At times Codea is a fun way to make cool things, and at times it’s an obstacle course.

It often seems like you defend difficulty for difficulty’s sake; have you ever learned something and then thought, gee, it would be great to help other people learn this more easily?

@UberGoober Would I help other people learn something more easily, NO. It was hard for me to learn, so it’s going to be hard for you. Past experience shows me that people who are just given things don’t appreciate them. If you don’t work for it then it has no value to you. When you break it, you expect to be given another one no matter how expensive it was to begin with. Just kidding. How was that for defending difficult for difficulty’s sake. Of course I’ll help, but I don’t know what to help with until someone asks. I try to explain things to the best of my knowledge, but I can only explain what I figured out.

@dave1707 lol you totally had me there!

I would classify this behaviour as a bug (running things twice). Codea does run the code twice, but the first pass being hooked up to the output system / UI is the bug

I’m not sure if I’d classify executing the parameter callback on initial setup as a bug. I can’t decide if the behaviour is useful or not, and technically, you could consider it a value change (the value has gone from nil to whatever the initial value of the parameter is)

@Simeon I think the rubric I suggested is useful: when you declare a button that has a callback, do you expect the callback to be run without a user pressing it?

I think most people would say no, a button should only execute its callback when a user presses it.

Similarly, for any piece of UI, defining what it does during interaction should not itself be treated as an interaction.

@Simeon also, about usefulness: if the programmer wants a parameter’s callback to be run at the same time the parameter is declared, that is in their control at any time; they can make that happen just by regular coding.

But by making the callback run automatically you remove the programmer’s choice in the matter.

@UberGoober I can agree with that.

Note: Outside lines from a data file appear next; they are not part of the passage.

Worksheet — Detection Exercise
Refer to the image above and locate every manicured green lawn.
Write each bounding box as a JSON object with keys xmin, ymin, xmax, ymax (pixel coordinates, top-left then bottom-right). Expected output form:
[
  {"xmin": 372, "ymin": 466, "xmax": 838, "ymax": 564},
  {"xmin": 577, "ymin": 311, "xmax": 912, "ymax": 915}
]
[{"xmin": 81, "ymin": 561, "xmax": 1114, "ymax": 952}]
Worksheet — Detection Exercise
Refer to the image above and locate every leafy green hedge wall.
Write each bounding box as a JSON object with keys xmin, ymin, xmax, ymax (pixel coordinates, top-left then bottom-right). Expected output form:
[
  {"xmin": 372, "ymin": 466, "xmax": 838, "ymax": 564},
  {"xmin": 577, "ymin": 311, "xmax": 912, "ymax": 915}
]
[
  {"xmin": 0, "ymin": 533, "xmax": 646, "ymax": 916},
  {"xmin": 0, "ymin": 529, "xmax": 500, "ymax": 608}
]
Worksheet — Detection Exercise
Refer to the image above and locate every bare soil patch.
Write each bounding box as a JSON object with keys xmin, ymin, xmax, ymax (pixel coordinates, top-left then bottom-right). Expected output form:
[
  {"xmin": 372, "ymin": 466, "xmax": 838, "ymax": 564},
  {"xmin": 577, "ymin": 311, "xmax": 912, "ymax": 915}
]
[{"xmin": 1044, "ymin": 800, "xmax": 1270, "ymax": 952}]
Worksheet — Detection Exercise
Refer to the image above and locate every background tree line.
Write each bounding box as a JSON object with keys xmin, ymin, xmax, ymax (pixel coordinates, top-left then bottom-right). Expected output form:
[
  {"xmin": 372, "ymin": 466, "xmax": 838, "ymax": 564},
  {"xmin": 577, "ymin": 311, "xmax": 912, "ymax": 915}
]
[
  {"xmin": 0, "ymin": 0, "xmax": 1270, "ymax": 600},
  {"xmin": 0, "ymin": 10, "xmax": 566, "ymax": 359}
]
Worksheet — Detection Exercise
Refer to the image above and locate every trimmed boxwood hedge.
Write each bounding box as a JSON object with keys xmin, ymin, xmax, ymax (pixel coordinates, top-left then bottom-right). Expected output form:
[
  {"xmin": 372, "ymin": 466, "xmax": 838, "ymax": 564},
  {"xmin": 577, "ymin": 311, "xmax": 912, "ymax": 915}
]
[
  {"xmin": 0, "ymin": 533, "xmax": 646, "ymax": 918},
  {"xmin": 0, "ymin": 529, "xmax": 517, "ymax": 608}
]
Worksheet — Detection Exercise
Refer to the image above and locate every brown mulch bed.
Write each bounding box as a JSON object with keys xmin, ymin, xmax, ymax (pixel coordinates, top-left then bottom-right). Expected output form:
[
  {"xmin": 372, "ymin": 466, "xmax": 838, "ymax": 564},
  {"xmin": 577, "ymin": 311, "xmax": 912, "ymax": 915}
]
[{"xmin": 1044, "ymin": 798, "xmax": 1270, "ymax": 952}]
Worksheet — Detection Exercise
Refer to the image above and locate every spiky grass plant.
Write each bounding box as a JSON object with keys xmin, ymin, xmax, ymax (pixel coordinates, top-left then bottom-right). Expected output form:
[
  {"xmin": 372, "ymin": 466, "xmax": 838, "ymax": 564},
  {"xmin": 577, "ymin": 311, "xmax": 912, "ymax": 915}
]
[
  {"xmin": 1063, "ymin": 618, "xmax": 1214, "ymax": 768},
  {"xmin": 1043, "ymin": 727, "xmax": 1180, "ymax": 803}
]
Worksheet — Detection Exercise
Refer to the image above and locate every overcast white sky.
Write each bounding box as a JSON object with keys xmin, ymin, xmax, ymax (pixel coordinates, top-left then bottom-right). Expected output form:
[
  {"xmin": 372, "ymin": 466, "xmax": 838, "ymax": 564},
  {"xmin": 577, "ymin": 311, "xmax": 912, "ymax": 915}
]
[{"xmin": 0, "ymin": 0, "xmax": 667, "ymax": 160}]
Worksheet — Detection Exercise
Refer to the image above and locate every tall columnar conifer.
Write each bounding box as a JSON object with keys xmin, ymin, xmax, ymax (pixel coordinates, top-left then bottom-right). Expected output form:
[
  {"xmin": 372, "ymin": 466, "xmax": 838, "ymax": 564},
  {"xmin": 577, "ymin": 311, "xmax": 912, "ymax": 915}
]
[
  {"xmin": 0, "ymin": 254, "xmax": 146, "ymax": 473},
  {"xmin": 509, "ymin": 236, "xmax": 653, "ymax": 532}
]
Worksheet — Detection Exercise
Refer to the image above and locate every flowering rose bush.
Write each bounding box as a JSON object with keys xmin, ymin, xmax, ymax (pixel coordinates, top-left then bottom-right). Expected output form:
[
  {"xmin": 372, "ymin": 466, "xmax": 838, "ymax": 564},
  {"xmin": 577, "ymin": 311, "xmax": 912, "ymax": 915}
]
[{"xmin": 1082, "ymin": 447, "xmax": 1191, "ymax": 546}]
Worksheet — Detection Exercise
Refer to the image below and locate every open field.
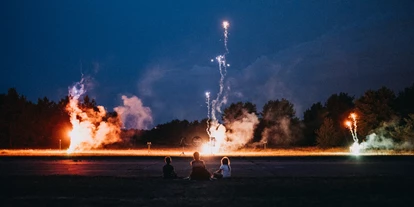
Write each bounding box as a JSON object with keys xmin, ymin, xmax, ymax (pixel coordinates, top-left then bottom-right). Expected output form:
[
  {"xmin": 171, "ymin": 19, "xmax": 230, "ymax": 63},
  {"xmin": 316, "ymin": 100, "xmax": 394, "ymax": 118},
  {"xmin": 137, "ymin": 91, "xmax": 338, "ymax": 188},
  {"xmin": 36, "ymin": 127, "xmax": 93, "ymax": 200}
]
[
  {"xmin": 0, "ymin": 151, "xmax": 414, "ymax": 206},
  {"xmin": 0, "ymin": 147, "xmax": 414, "ymax": 157}
]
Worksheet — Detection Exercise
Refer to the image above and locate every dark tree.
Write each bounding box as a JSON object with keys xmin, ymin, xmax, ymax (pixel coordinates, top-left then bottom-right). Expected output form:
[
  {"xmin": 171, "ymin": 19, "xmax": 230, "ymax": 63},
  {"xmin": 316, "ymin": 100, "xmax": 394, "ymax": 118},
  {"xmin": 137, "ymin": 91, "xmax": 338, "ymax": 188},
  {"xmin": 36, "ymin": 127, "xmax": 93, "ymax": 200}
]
[
  {"xmin": 394, "ymin": 84, "xmax": 414, "ymax": 118},
  {"xmin": 222, "ymin": 102, "xmax": 257, "ymax": 124},
  {"xmin": 325, "ymin": 93, "xmax": 354, "ymax": 146},
  {"xmin": 355, "ymin": 87, "xmax": 395, "ymax": 137},
  {"xmin": 316, "ymin": 117, "xmax": 342, "ymax": 148},
  {"xmin": 303, "ymin": 102, "xmax": 332, "ymax": 146},
  {"xmin": 262, "ymin": 99, "xmax": 303, "ymax": 146}
]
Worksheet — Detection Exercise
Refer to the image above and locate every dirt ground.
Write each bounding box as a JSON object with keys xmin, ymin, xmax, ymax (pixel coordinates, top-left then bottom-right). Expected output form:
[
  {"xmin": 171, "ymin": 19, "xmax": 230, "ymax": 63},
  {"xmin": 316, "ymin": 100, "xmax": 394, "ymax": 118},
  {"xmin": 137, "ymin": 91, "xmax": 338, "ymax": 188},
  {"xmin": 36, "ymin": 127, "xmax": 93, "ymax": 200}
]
[
  {"xmin": 0, "ymin": 156, "xmax": 414, "ymax": 207},
  {"xmin": 4, "ymin": 176, "xmax": 414, "ymax": 206}
]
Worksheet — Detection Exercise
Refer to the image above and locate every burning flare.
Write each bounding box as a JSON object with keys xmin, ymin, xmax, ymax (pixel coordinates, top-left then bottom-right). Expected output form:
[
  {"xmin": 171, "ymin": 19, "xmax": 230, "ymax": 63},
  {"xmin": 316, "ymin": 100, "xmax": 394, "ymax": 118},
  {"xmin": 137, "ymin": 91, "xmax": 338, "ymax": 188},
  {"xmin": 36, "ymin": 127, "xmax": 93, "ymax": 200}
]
[
  {"xmin": 345, "ymin": 113, "xmax": 362, "ymax": 155},
  {"xmin": 66, "ymin": 79, "xmax": 120, "ymax": 153}
]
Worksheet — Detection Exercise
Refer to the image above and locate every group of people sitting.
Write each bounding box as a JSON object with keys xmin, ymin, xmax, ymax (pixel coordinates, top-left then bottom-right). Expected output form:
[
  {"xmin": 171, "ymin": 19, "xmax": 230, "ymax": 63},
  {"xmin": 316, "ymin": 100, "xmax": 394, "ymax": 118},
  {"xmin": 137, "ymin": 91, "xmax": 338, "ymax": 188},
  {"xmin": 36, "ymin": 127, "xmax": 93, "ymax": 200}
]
[{"xmin": 162, "ymin": 152, "xmax": 231, "ymax": 180}]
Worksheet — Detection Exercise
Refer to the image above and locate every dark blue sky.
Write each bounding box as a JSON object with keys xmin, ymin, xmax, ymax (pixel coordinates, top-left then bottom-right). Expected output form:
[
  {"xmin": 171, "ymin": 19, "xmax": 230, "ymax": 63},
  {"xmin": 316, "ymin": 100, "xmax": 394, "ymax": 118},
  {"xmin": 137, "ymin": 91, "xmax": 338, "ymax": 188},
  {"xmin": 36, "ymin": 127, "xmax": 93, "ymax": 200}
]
[{"xmin": 0, "ymin": 0, "xmax": 414, "ymax": 124}]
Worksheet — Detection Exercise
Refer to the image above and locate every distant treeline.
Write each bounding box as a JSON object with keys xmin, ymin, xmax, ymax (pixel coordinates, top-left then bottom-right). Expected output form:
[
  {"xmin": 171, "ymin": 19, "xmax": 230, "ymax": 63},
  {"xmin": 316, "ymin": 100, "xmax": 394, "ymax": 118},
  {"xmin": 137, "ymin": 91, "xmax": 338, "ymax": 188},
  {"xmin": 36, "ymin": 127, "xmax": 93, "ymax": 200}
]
[{"xmin": 0, "ymin": 84, "xmax": 414, "ymax": 149}]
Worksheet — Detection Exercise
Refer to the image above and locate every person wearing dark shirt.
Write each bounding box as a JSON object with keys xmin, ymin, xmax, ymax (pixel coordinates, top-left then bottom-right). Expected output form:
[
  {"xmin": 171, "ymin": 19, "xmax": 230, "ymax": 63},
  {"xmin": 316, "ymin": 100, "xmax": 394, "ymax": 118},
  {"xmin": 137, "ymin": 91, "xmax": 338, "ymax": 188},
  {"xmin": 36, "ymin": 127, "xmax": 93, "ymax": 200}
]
[
  {"xmin": 162, "ymin": 156, "xmax": 177, "ymax": 179},
  {"xmin": 190, "ymin": 152, "xmax": 211, "ymax": 180}
]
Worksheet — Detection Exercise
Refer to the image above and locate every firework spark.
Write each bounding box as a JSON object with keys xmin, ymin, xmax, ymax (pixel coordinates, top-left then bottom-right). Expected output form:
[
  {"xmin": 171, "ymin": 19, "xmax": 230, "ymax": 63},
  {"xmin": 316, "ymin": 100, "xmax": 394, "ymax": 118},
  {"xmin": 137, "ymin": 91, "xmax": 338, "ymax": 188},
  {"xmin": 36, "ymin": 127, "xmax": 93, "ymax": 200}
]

Defining it should not invoke the callback

@Simeon I have code where I want the callback to be executed when the parameter is defined. That way things are set the way I want when the code is executed. I realize sometimes you don’t want it executed at startup, so maybe there can be a parameter that get set something like “viewer.mode=FULLSCREEN” does at the start. Something like “callback=true” to run it at definition and “callback=false” or not coded as the default, to not execute a callback at startup.

@dave1707 can’t you easily make the callback execute when the parameter is defined by calling it right under where you’ve defined it?

@UberGoober But why do I have to add code to execute a callback when it executes to begin with. Why can you add code to your callback function to ignore the first callback.